1. Haengt es sich nur auf, indem es crasht oder arbeitet es einfach weiter und reagiert nicht mehr?

2. Arbeitest Du mit Macros (VBA)?
3. Was hast Du fuer nen Rechner, welches Office (erfaehrst Du ueber die Hilfe)
4. Was fuer nen Rechner, insbesondere, wie viel Hauptspeicher hast Du?
5. Mal ne Neuinstallation versucht?
 --> Fehler ist meistens danach weg.

6. Ist das ne geoeffnete Datei, oder kommt der Fehler auch bei nem neuen File?
7. Ist moeglicherweise eine Entwurfsvorlage, die Du frueher mal angelegt hast noch faelschlicherweise im Speicher, die Probleme verursacht?


----------



## crsakawolf (5. Dezember 2007)

Hallo und danke für die Antwort

1. Crasht komplett
2.nein arbeite nicht mit Makros
3. Habe einen Duo Core 2,0 T5200, Version Microsoft Excel 2002 SP3
4. Habe 2,0 GB DDR2 Ram
5. Ja schon Probiert. aber Nix geändert 
6. Ist bei neuen und alten dateien so

Weis auch nicht weiter und kompletten Rechner will ich nicht Formatieren 

Danke 

Liebe Grüße cRs


----------



## exitboy (5. Dezember 2007)

nehme an, dann auch ohne jegliche Fehlermeldung. Hmm ... das kann nach diesen Syntomen an so vielen Sachen liegen, ich denke da bist Du wirklich, wenn kein anderer dir helfen kann, noch mit einer Neuinstallation noch am besten Bedient. Per Backup sollte das ja in 30 min spaetestens ueber die Buehne sein. Weiss jetzt leider auch nicht, was Du sonst noch so drauf hast, was das beeinflussen koennte.

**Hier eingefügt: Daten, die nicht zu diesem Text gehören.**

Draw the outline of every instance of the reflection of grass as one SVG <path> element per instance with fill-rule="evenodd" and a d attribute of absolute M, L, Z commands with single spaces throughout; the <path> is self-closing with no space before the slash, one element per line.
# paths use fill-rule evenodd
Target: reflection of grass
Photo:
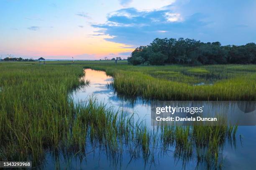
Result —
<path fill-rule="evenodd" d="M 198 161 L 209 164 L 209 160 L 215 162 L 219 160 L 218 153 L 226 137 L 233 138 L 236 133 L 236 128 L 227 126 L 163 127 L 154 132 L 143 122 L 134 122 L 132 116 L 115 112 L 95 100 L 84 105 L 74 105 L 69 92 L 84 85 L 78 78 L 83 75 L 82 67 L 88 65 L 0 65 L 0 87 L 3 88 L 0 92 L 0 160 L 33 160 L 33 166 L 38 165 L 44 163 L 47 152 L 52 153 L 57 161 L 61 151 L 64 159 L 79 157 L 82 160 L 90 152 L 86 147 L 90 145 L 103 150 L 113 162 L 117 160 L 115 155 L 121 155 L 128 148 L 131 160 L 142 155 L 147 162 L 154 161 L 154 148 L 165 150 L 174 145 L 176 157 L 187 160 L 195 149 Z M 196 88 L 185 83 L 159 80 L 146 73 L 152 69 L 168 70 L 164 66 L 117 67 L 120 70 L 133 68 L 131 72 L 115 70 L 113 65 L 90 66 L 105 69 L 114 75 L 114 84 L 118 90 L 133 95 L 187 99 L 207 96 L 210 99 L 244 99 L 243 93 L 246 99 L 255 96 L 255 92 L 250 91 L 252 85 L 248 86 L 247 82 L 239 78 L 217 83 L 212 89 L 208 86 Z M 145 72 L 140 69 L 145 69 Z M 251 81 L 254 78 L 253 75 L 246 75 Z M 238 88 L 241 93 L 236 91 L 231 95 Z M 215 163 L 212 166 L 218 165 Z"/>

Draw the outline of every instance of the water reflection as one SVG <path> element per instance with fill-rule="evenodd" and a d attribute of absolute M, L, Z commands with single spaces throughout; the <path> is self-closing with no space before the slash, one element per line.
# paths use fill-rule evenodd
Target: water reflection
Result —
<path fill-rule="evenodd" d="M 152 140 L 154 142 L 150 146 L 150 152 L 141 150 L 139 145 L 130 145 L 128 143 L 124 144 L 121 149 L 116 152 L 106 146 L 95 145 L 88 142 L 86 148 L 84 149 L 86 151 L 83 152 L 79 149 L 69 158 L 66 159 L 64 156 L 70 152 L 68 150 L 62 151 L 62 154 L 56 154 L 62 155 L 62 158 L 56 156 L 52 157 L 58 158 L 61 160 L 60 162 L 62 161 L 58 167 L 61 169 L 69 166 L 68 167 L 71 169 L 78 166 L 82 169 L 97 169 L 113 168 L 205 169 L 206 168 L 211 169 L 211 166 L 214 168 L 216 168 L 212 164 L 215 162 L 205 161 L 207 158 L 205 155 L 208 152 L 207 147 L 208 144 L 199 142 L 201 144 L 196 145 L 195 149 L 193 149 L 195 146 L 189 144 L 191 143 L 189 142 L 189 145 L 184 148 L 184 144 L 179 145 L 175 139 L 165 138 L 165 137 L 157 135 L 154 135 L 154 130 L 156 130 L 156 128 L 151 125 L 151 101 L 128 98 L 116 93 L 111 88 L 113 78 L 106 75 L 104 72 L 91 69 L 86 69 L 85 72 L 85 76 L 82 79 L 84 81 L 89 80 L 90 85 L 74 92 L 73 94 L 74 101 L 77 102 L 83 102 L 93 95 L 100 102 L 105 103 L 109 107 L 113 107 L 115 109 L 122 110 L 130 115 L 136 113 L 135 120 L 144 119 L 147 126 L 152 129 L 153 132 Z M 211 107 L 209 109 L 214 108 L 214 105 Z M 250 112 L 250 110 L 253 110 L 253 107 L 251 105 L 245 107 L 244 105 L 241 104 L 238 107 L 245 112 Z M 256 166 L 254 162 L 252 161 L 256 158 L 254 152 L 256 150 L 254 144 L 256 142 L 255 130 L 255 127 L 239 127 L 236 137 L 222 141 L 219 145 L 220 156 L 217 160 L 218 165 L 221 165 L 222 168 L 225 169 L 236 169 L 238 167 L 249 169 L 253 169 Z M 169 131 L 171 132 L 172 130 Z M 236 138 L 239 140 L 238 145 L 236 145 Z M 159 139 L 161 140 L 159 140 Z M 187 139 L 191 141 L 193 140 L 192 138 Z M 240 140 L 241 139 L 242 140 Z M 236 149 L 234 149 L 235 147 Z M 79 154 L 82 155 L 81 157 L 82 160 L 77 160 L 77 155 Z M 199 158 L 201 158 L 201 160 L 199 160 Z M 49 160 L 50 162 L 51 159 Z M 52 160 L 52 161 L 55 161 Z"/>

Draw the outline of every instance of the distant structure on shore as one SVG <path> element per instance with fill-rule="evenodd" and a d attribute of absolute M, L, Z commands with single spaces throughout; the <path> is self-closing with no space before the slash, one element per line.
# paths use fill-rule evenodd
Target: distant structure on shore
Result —
<path fill-rule="evenodd" d="M 41 62 L 44 61 L 44 64 L 45 64 L 45 59 L 42 57 L 41 57 L 38 59 L 38 60 L 39 62 L 39 63 L 41 63 Z"/>

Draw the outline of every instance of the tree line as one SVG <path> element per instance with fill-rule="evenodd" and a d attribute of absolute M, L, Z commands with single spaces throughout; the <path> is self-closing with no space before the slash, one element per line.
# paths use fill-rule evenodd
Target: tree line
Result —
<path fill-rule="evenodd" d="M 128 60 L 133 65 L 256 64 L 256 44 L 222 46 L 219 42 L 157 38 L 149 45 L 136 48 Z"/>

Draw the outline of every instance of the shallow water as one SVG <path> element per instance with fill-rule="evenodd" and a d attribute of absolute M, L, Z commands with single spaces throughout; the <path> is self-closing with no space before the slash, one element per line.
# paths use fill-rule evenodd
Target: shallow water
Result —
<path fill-rule="evenodd" d="M 93 96 L 98 101 L 105 103 L 108 106 L 113 107 L 116 110 L 123 110 L 128 114 L 135 114 L 135 119 L 143 119 L 145 120 L 148 127 L 152 128 L 151 126 L 151 102 L 143 101 L 139 99 L 124 98 L 119 95 L 109 88 L 108 83 L 113 81 L 113 78 L 107 76 L 105 72 L 85 69 L 85 75 L 82 78 L 84 80 L 90 81 L 89 86 L 82 88 L 74 92 L 73 97 L 75 102 L 83 102 L 89 98 Z M 228 103 L 227 108 L 228 112 L 232 113 L 233 110 L 240 108 L 236 105 Z M 205 105 L 207 104 L 205 103 Z M 231 106 L 232 107 L 230 108 Z M 210 108 L 211 106 L 208 106 Z M 231 110 L 230 110 L 231 109 Z M 240 109 L 243 110 L 243 109 Z M 246 111 L 243 110 L 243 113 Z M 236 142 L 234 145 L 230 142 L 225 142 L 222 152 L 222 156 L 224 159 L 223 168 L 223 169 L 255 169 L 256 166 L 256 126 L 239 126 L 236 133 Z M 79 159 L 74 158 L 67 163 L 64 161 L 63 157 L 59 158 L 59 167 L 61 169 L 67 168 L 69 169 L 195 169 L 197 168 L 196 158 L 192 157 L 187 160 L 185 166 L 182 161 L 175 157 L 172 149 L 166 153 L 161 154 L 159 152 L 155 155 L 154 163 L 145 162 L 142 157 L 132 158 L 128 152 L 124 152 L 122 155 L 119 155 L 117 161 L 113 161 L 104 151 L 97 148 L 93 152 L 87 155 L 80 163 Z M 90 148 L 87 148 L 90 152 Z M 47 164 L 47 169 L 54 168 L 54 162 L 52 157 L 49 155 Z M 205 169 L 204 165 L 200 165 L 199 169 Z"/>

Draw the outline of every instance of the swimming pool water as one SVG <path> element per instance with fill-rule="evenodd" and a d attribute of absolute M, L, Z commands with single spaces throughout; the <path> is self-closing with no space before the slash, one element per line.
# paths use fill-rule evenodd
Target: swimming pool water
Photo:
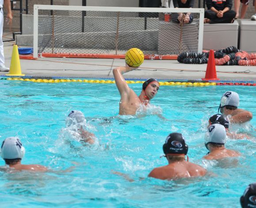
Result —
<path fill-rule="evenodd" d="M 141 84 L 130 86 L 140 93 Z M 116 116 L 120 96 L 114 84 L 1 81 L 1 142 L 19 136 L 26 149 L 23 163 L 41 164 L 55 171 L 0 172 L 1 206 L 240 207 L 245 188 L 256 182 L 254 130 L 245 130 L 253 141 L 227 142 L 227 148 L 242 153 L 237 164 L 223 167 L 202 160 L 207 152 L 204 135 L 208 119 L 218 112 L 227 90 L 238 93 L 240 107 L 256 116 L 253 87 L 161 86 L 151 109 L 162 111 L 166 119 L 163 119 L 150 112 L 140 118 Z M 85 146 L 67 135 L 65 119 L 72 110 L 84 114 L 99 145 Z M 255 117 L 250 123 L 255 128 Z M 167 164 L 159 157 L 166 136 L 173 132 L 183 134 L 190 161 L 213 176 L 176 181 L 146 178 L 153 168 Z M 4 164 L 2 160 L 0 165 Z M 73 165 L 71 172 L 61 172 Z M 128 174 L 135 181 L 128 182 L 112 171 Z"/>

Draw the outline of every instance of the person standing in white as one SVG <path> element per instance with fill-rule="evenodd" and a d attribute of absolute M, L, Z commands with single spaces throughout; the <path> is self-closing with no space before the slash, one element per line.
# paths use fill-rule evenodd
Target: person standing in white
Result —
<path fill-rule="evenodd" d="M 0 0 L 0 71 L 9 71 L 9 68 L 4 66 L 4 43 L 3 42 L 3 28 L 4 27 L 4 11 L 3 6 L 7 11 L 6 18 L 8 19 L 8 24 L 11 24 L 12 15 L 11 10 L 10 0 Z"/>

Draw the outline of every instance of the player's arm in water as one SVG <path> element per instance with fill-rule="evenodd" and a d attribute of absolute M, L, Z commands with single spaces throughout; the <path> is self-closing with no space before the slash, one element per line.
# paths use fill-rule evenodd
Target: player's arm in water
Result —
<path fill-rule="evenodd" d="M 125 67 L 119 67 L 113 70 L 113 74 L 115 77 L 115 84 L 118 89 L 121 97 L 126 97 L 128 98 L 130 90 L 131 89 L 129 87 L 128 85 L 122 76 L 125 73 L 132 71 L 138 67 L 129 67 L 126 64 Z"/>
<path fill-rule="evenodd" d="M 249 121 L 252 119 L 252 114 L 248 111 L 242 109 L 237 109 L 233 115 L 230 119 L 230 123 L 242 123 Z"/>
<path fill-rule="evenodd" d="M 83 127 L 78 129 L 79 134 L 81 137 L 81 140 L 90 145 L 93 145 L 95 142 L 96 137 L 94 134 L 84 130 Z"/>

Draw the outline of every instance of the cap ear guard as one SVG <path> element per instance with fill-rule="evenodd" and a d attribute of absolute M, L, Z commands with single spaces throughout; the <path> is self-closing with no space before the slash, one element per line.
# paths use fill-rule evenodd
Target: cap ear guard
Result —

Seit wann tritt der Fehler auf? Was hast Du seit dem gemacht/installiert? Hast Du ggf. nen Wiederherstellungspunkt gesetzt oder die Registry mal gesichert? Sind alles Zeitersparnismoeglichkeiten, um nun schnell Abhilfe zu schaffen.

Ich hoffe ich konnte Dir wenigstens etwas weiterhelfen.


----------



## crsakawolf (5. Dezember 2007)

Hallo Nochmal 

Also ich habe seitdem nix weiter installiert oder so.
Backuppunkte oder Registry sicherung habe ich nicht gemacht *ascheaufmeinhaupt* ^^

Das ist sozusagen von jetzt auf gleich gekommen das Problem. Es fragt dann zwar ob ich es an Windows schicken möchte aber so richtig werd ich da auch nicht schlau


----------



## exitboy (5. Dezember 2007)

Moin,

also die Sache mit der Fehlermeldung, dass ist ne fest von Microsoft implementierte Funktion, die einen Fehlerbericht an MS schickt. Hat also erstmal nichts weiter zu sagen.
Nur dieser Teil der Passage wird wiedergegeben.